Let $T_i$ be the $i$th arrival time of Poisson process of arrival rate $\lambda$, given $t>0$, how to calculate $$ E\left(\sum_{i=1}^\infty T_i 1_{\{T_i<t\}}\right) $$ I think since this is equal to $$ E\left(\sum_{i=1}^{N_t} T_i\right) $$ We can try $$ E\left(E\left(\left. \sum_{i=1}^{N} T_i \right|N_t=N\right)\right) =E\left(\sum_{i=1}^{N} E(T_i|N_t=N)\right) $$ But I'm stuck at this step. Also making me more confused is that when I see a similar question on

Compound Poisson process: calculate $E\left( \sum_{k=1}^{N_t}X_k e^{t-T_k} \right)$, $X_k$ i.i.d., $T_k$ arrival time

There is a claim

Given $N_t$, the inter arrival times are uniformly distributed on $[0,t]$. Hence, $T_k∼Beta(k,n−k+1)$

But support of beta distribution is just $[0,1]$, I don't understand why this claim is right.

Answer 1

That phrase is almost correct it should say

"Given $N_t$, the inter arrival times are uniformly distributed on $[0,t]$. Hence, $T_k/t∼Beta(k,n−k+1)$"

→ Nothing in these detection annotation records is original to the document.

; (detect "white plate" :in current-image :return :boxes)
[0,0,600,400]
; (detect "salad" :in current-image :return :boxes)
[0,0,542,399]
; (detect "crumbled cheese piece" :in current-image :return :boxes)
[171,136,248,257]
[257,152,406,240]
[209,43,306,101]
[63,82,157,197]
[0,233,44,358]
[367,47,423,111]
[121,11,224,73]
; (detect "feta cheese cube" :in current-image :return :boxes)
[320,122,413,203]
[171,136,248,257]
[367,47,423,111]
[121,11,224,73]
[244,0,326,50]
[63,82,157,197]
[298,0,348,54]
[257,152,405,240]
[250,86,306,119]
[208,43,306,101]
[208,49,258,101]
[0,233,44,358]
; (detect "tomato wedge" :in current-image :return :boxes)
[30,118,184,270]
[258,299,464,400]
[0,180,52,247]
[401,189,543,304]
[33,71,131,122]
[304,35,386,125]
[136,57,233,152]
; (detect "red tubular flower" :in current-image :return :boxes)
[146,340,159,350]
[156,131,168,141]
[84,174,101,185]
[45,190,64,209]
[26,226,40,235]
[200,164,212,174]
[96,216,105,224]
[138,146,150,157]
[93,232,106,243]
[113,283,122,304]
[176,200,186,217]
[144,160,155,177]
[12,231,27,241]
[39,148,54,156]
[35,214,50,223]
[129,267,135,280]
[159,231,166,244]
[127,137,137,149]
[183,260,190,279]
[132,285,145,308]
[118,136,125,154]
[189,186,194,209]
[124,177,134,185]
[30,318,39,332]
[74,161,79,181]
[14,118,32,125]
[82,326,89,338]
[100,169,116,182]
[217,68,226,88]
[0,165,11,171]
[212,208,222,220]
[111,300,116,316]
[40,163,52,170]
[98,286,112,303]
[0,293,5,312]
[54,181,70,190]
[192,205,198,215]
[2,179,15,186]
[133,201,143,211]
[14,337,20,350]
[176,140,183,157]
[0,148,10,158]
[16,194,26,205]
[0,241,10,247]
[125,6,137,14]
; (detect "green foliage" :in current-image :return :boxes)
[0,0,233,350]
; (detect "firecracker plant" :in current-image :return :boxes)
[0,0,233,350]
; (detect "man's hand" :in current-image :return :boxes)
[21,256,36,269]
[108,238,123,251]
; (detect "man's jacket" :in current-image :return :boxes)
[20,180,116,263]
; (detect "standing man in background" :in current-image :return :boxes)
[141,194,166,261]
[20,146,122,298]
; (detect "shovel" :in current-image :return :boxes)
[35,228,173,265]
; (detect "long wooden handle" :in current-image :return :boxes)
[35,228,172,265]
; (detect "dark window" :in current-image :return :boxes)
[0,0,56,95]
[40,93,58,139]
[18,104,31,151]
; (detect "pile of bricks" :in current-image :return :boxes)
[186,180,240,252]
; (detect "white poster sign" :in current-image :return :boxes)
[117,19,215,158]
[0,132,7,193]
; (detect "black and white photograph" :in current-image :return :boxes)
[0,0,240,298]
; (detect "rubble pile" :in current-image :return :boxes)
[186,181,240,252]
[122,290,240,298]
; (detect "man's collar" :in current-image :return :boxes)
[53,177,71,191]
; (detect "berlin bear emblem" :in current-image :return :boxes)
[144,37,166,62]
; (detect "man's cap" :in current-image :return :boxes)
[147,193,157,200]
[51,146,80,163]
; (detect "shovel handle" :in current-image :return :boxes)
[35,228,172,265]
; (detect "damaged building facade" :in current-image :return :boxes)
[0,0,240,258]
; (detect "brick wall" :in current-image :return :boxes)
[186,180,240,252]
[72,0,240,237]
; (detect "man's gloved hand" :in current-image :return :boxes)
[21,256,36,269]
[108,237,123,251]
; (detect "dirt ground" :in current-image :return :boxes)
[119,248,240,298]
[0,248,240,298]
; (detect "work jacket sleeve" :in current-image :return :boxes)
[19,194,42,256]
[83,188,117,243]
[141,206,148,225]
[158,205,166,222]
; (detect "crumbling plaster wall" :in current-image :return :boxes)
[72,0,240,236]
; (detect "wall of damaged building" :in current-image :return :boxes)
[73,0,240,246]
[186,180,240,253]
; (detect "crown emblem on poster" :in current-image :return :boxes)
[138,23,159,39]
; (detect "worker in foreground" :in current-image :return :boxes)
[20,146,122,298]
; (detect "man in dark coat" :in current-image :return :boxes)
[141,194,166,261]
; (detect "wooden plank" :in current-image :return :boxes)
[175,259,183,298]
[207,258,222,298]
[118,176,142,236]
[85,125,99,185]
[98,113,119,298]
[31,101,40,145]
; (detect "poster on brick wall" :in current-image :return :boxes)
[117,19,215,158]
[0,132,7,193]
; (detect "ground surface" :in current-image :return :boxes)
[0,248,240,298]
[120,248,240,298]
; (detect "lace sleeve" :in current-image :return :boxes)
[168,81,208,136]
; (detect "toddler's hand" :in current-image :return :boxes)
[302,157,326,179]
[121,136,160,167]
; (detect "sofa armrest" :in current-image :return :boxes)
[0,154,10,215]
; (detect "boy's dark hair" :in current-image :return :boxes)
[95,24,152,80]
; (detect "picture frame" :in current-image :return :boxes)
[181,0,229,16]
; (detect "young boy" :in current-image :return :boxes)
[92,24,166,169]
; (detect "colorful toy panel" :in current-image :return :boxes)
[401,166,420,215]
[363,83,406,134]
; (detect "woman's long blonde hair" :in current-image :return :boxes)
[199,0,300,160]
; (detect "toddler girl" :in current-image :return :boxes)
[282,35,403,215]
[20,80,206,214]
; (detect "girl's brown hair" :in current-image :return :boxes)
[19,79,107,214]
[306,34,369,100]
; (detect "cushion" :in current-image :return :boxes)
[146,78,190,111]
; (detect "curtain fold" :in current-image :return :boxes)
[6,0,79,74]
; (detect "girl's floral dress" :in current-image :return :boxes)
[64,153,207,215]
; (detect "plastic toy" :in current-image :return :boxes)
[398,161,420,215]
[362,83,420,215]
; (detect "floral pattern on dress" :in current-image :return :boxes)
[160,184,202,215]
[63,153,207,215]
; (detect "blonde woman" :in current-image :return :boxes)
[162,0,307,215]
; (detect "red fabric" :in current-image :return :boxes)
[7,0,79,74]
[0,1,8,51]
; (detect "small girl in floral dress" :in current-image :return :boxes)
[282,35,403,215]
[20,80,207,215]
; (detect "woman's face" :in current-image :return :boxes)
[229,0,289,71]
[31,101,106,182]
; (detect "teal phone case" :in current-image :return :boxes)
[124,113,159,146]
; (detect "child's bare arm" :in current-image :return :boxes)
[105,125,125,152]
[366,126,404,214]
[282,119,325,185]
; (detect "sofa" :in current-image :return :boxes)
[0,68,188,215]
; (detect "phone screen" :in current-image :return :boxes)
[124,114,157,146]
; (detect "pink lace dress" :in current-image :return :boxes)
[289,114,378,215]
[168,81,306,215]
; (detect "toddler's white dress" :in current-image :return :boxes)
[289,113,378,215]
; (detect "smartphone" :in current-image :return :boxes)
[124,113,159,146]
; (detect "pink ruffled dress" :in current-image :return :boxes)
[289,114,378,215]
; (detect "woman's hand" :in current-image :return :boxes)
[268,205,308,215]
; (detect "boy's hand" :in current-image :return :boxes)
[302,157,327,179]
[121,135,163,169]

Please notice that is $T_k/t$ and not $T_k$ that is distributed as Beta. If you normalize the times by $t$ you'll get that the inter arrival times are uniformly distributed on $[0,1]$ and thus the distribution of $T_k/t$ is indeed Beta (do it as an excercise or check this)

Now with that in mind we have $$ E(T_k/t | N_t = N) = \frac{k}{N+1} $$ so $$ \sum_{k=1}^N E(T_k | N_t = N) = \sum_{k=1}^N t \, E(T_k/t | N_t = N) = t \frac{N}{2} $$

and I think you can take it from here.